![(Courtesy of The Wichita Eagle)](https://thesunflower.com/wp-content/uploads/2025/02/IP0403699-1_20250205-1.jpg)
Most Wichita State students have taken Public Speaking (COMM 111). The course is required to graduate and, for some students, it might be the only communication class they’re ever in.
Connie Morris taught at WSU for more than 35 years and helped shape public speaking classes at WSU. Morris, a retired faculty member with the Elliott School of Communication, died last week at age 82. Former colleagues remember her as an inspiring mentor, a caring teacher and a friend.
“Connie was such a great educator, and students loved her,” said Sandy Sipes, a lecturer at the Elliott School. “She was firm but fair. She was so kind, and yet she had such a passion for us learning the material and not just learning the material, applying it to our lives.”
Before working alongside Morris, Sipes was her student. When she came to Wichita State to pursue her second degree, in teaching, Sipes ended up in Morris’ COMM 111 class.
“She became, very quickly, my mentor,” Sipes said. “I loved her teaching style. I fell in love with the class, even though I was dreading taking it, and by the end of the semester, Connie and I had talked a lot, and she said, ‘I know you want to teach, but why don’t you apply for the graduate teaching positions at the Elliott School?’”

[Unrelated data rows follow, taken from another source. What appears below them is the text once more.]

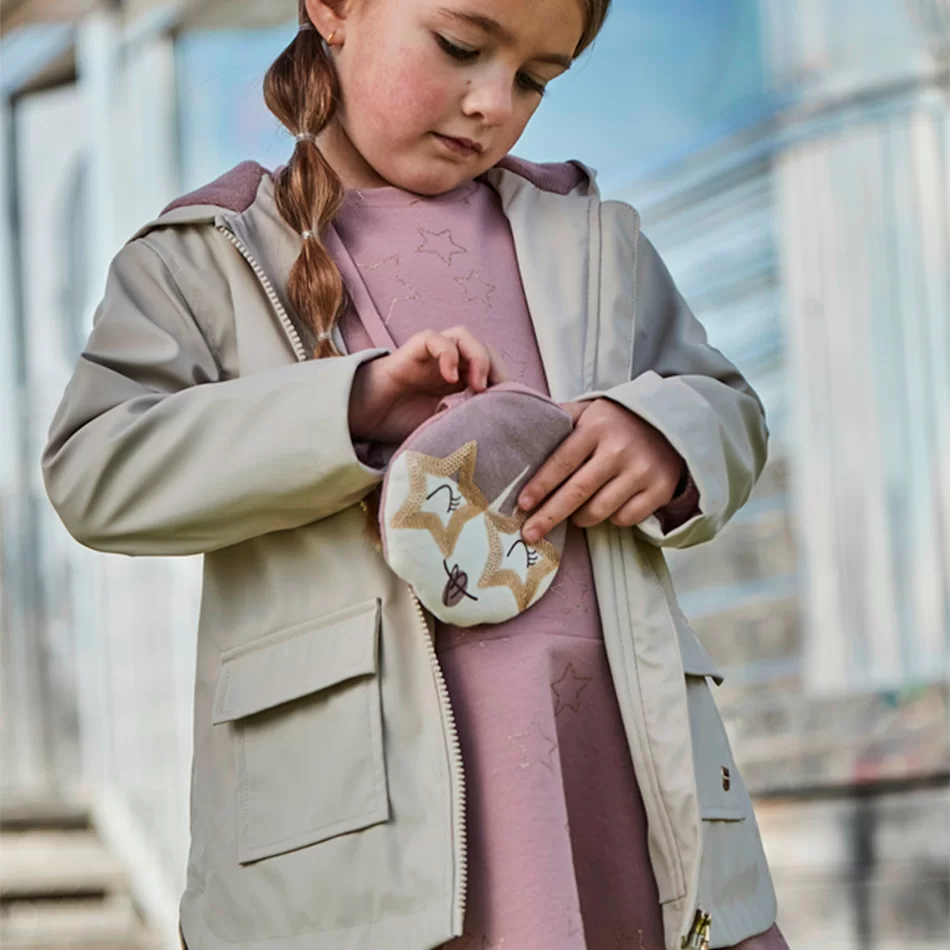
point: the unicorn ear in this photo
(505, 492)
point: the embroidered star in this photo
(572, 600)
(440, 243)
(572, 917)
(517, 366)
(567, 690)
(625, 940)
(471, 284)
(460, 463)
(541, 558)
(536, 747)
(389, 268)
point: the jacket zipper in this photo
(698, 936)
(456, 769)
(285, 321)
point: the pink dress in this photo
(556, 826)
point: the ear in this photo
(326, 15)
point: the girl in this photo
(229, 402)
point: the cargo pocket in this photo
(303, 706)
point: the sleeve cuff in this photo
(683, 506)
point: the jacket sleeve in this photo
(152, 451)
(691, 393)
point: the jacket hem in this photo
(426, 930)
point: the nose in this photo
(456, 587)
(490, 98)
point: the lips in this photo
(460, 145)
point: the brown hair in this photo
(301, 88)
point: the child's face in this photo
(404, 90)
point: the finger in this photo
(607, 502)
(566, 500)
(474, 354)
(575, 409)
(560, 465)
(445, 350)
(637, 509)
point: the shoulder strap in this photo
(362, 302)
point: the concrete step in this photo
(60, 888)
(109, 923)
(47, 864)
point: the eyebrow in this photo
(494, 28)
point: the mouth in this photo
(456, 585)
(465, 147)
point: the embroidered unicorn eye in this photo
(530, 554)
(454, 500)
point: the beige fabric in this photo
(327, 795)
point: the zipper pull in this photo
(698, 936)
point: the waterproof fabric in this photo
(195, 423)
(558, 847)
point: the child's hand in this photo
(394, 394)
(613, 465)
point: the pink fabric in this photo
(556, 826)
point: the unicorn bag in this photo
(448, 515)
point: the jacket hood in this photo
(234, 192)
(242, 203)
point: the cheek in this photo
(402, 88)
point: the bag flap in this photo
(297, 661)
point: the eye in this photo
(531, 556)
(454, 500)
(531, 85)
(456, 52)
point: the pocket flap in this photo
(296, 661)
(696, 660)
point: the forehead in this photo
(530, 26)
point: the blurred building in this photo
(791, 160)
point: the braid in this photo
(301, 88)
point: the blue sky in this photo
(662, 74)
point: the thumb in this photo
(575, 409)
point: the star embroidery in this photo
(536, 747)
(517, 366)
(625, 940)
(389, 268)
(542, 558)
(572, 917)
(567, 690)
(410, 515)
(440, 243)
(470, 285)
(571, 601)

“The rest was history,” Sipes, who has been teaching at WSU ever since, said.
Morris wasn’t just a beloved teacher. According to Eric Wilson, a senior educator at the Elliott School, Morris was fundamental in cultivating the school and its public speaking program.
The Elliott School was formed in 1989 when WSU’s Speech Communication and Journalism departments merged. When the Speech Communication program merged into the Elliott School, Morris followed.
“I think just (her legacy is) the reputation for strong teaching, for having a strong (communication) studies and a public speaking program,” Wilson said. “She was, I think, instrumental in helping establish our … public speaking program and advocating for that at the university.”
Sipes said Morris was “a stickler for research.”
“Whenever students would complain about, ‘I don’t have a topic, I don’t know what I’m going to talk about,’ she would look at them and say, ‘There is nothing new under the sun. You can find information on everything,’” Sipes said. “She really instilled in me that ethical, moral compass of — if you’re going to talk in front of people, you better know what it is you’re going to say and you have to be ethical in what you say and truthful in what you say because what you say matters.”
Becky Nordyke is a former Elliott School faculty member. She said she and Morris had been friends for years, ever since Nordyke started working at the school.
“I moved here and didn’t know anyone,” Nordyke said. “I just called the speech department (at WSU) and said, “Do you have any part-time jobs?” And they had one. And she introduced herself and got me acclimated to Wichita and to the speech department, and became my mentor, my friend and my lunch date.”
She said she saw Morris just days before she went into the hospital.
“It’s just really hard to believe that she was here and just gone,” Nordyke said. “It’s pretty devastating for a lot of people because she was such an institution in our department.”